Floating fi re ants another woe for hurricane victims
In addition to widespread suffering and devastation, Hurricane Harvey has brought a plague of floating fire ants to the Houston region.
“Floodwaters will not drown fire ants,” wrote Paul Nester, an extension specialist at Texas A&M, in a pamphlet titled “Flooding and Fire Ants: Protecting Yourself and Your Family.” Instead, entire colonies of the aggressive biting insects — eggs, larvae and all — will “emerge from the soil, form a loose ball, float, and flow with the water until they reach a dry area or object they can crawl up on.”
Fire ants are aggressive, territorial and venomous. Among vulnerable individuals, their stings can be fatal. “Most people hate fire ants without reservation,” Florida State University entomologist Walter Tschinkel wrote in a book about the insects in 2006.
People in areas around Houston reportedly are seeing dozens of colonies come ashore in the wake of the flooding there.
Researchers have extensively studied the floating behavior.
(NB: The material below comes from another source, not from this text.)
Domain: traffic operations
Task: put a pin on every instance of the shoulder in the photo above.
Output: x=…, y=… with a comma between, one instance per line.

A 2011 paper by David Hu and colleagues at Georgia Tech found that when a clump of fire ants are dropped on a surface of water, they will cling to each other and distribute themselves into a pancake-shaped disc.
The ants can do this because their bodies partially repel water, or, in scientific terms, they are “hydrophobic.” When water comes in contact with a fire ant, it beads up into droplets.
“An advantage of being hydrophobic is the ability of ants and semiaquatic insects to trap a plastron layer of air around their bodies, without which they would sink,” Hu and his colleagues wrote.
The trapped air bubbles around the ants make a flotilla particularly hard to sink, and it allows a colony of fire ants to survive on the water for weeks.
But that doesn’t mean they’re invincible. In fact, they have an Achilles’ heel: dish soap.
Spray a bit of soapy water on an ant raft and it will break apart and begin sinking almost instantaneously. “As soon as ants become even slightly soapy, they immediately release their grip with each other, which is shown by the disintegration of the raft and its submergence underwater,” Hu and his colleagues found.